Mercedes-Benz MB 100 minibus with electric drive, 1994. The electrical components come from AEG.

Integrated technology group

1984 - 1995.

The second oil crisis at the end of the 1970s, growing environmental discussion, and the advance of new Asian competitors changed the basic conditions for further development of the company. With operating results declining on the whole, the commercial-vehicle sector went into the red. The sales opportunities for top-quality cars in the markets relevant to Mercedes-Benz also attracted a cautious assessment.

On the initiative of the then Chief Financial Officer and later Chairman of the Board of Management Edzard Reuter, the company was to be made more independent of cyclical fluctuations in the motor-vehicle sector by enlarging the corporate portfolio. Access to key technologies and growth sectors like electronics, aviation and services was seen as a precondition for safeguarding the company's earning power in the long term.

Through the many-sided use of various technologies, future-proof, expandable core competencies were to be acquired and synergy effects achieved. MAN’s 50% share in MTU München, the majority share in the Dornier group (1985) along with AEG (1985) and MBB (1989) were taken over against this backdrop. These acquisitions called for restructuring the integrated technology group.

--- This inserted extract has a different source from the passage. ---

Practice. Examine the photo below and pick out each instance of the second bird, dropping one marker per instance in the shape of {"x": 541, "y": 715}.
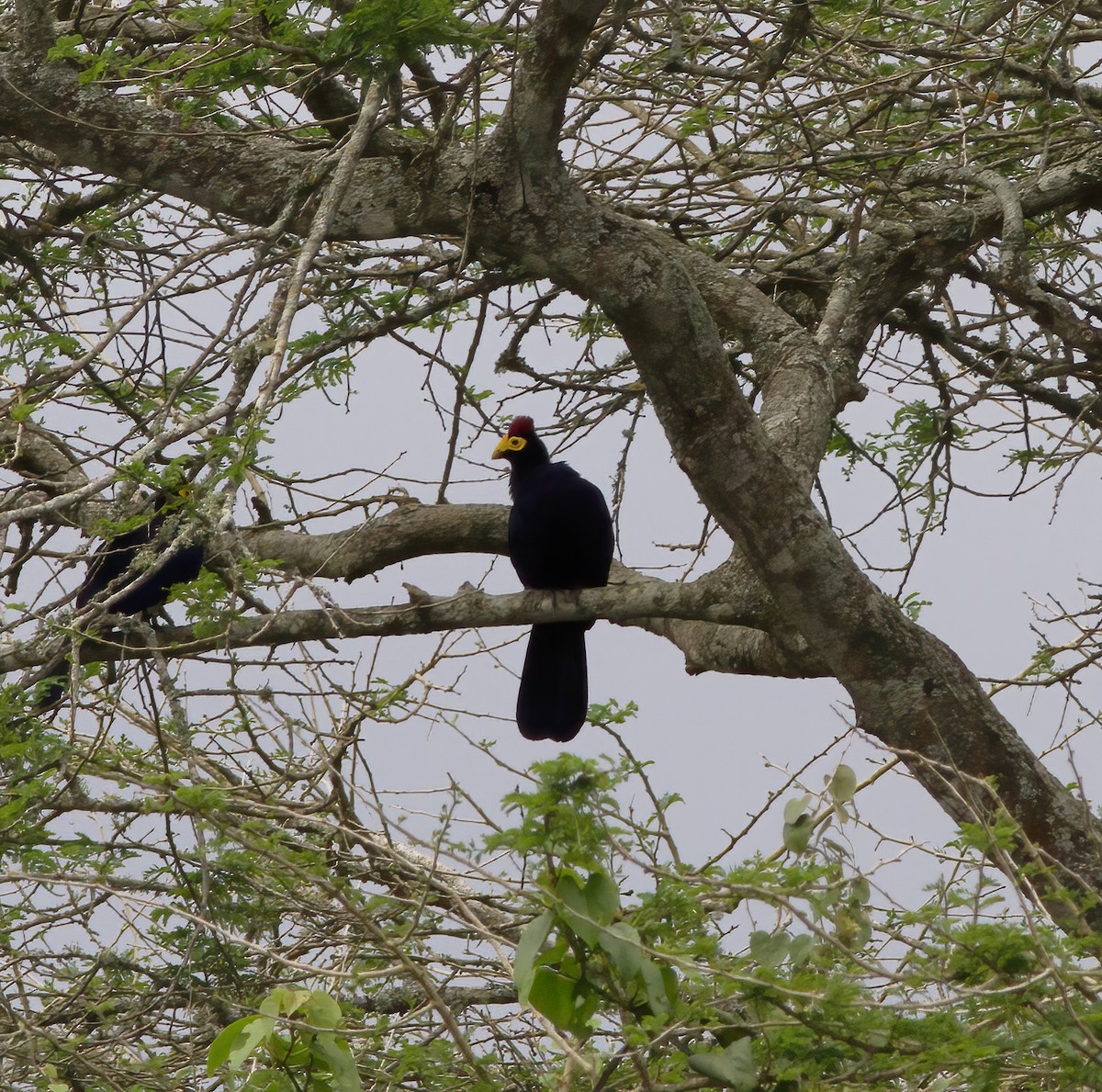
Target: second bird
{"x": 560, "y": 539}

Within the framework of Daimler Benz AG’s new corporate structure, Mercedes-Benz AG was established on 29 June 1989. Prof. Werner Niefer became Chairman of the Board of Management. As of July 1989 Daimler-Benz AG thus operated as a managing holding company under whose roof the corporate units AEG AG, Mercedes-Benz AG and Deutsche Aerospace (DASA) were gathered. In 1990 they were joined by a fourth corporate unit, Daimler-Benz InterServices AG (debis). In 1993 Daimler-Benz AG was listed on the New York Stock Exchange (NYSE).

In April 1993 the commercial-vehicles division entered into cooperation with Detroit Diesel Corporation (DDC) in the USA. The goal was to develop, produce and market a diesel engine for heavy-duty trucks and buses. In 2000 this cooperation led to the takeover of the American engine manufacturer Detroit Diesel Corporation.

Although it was in keeping with economic and scientific trends at the time, the diversification did not, however, produce the hoped-for results. As a result, the integrated technology group was restructured, starting in 1995.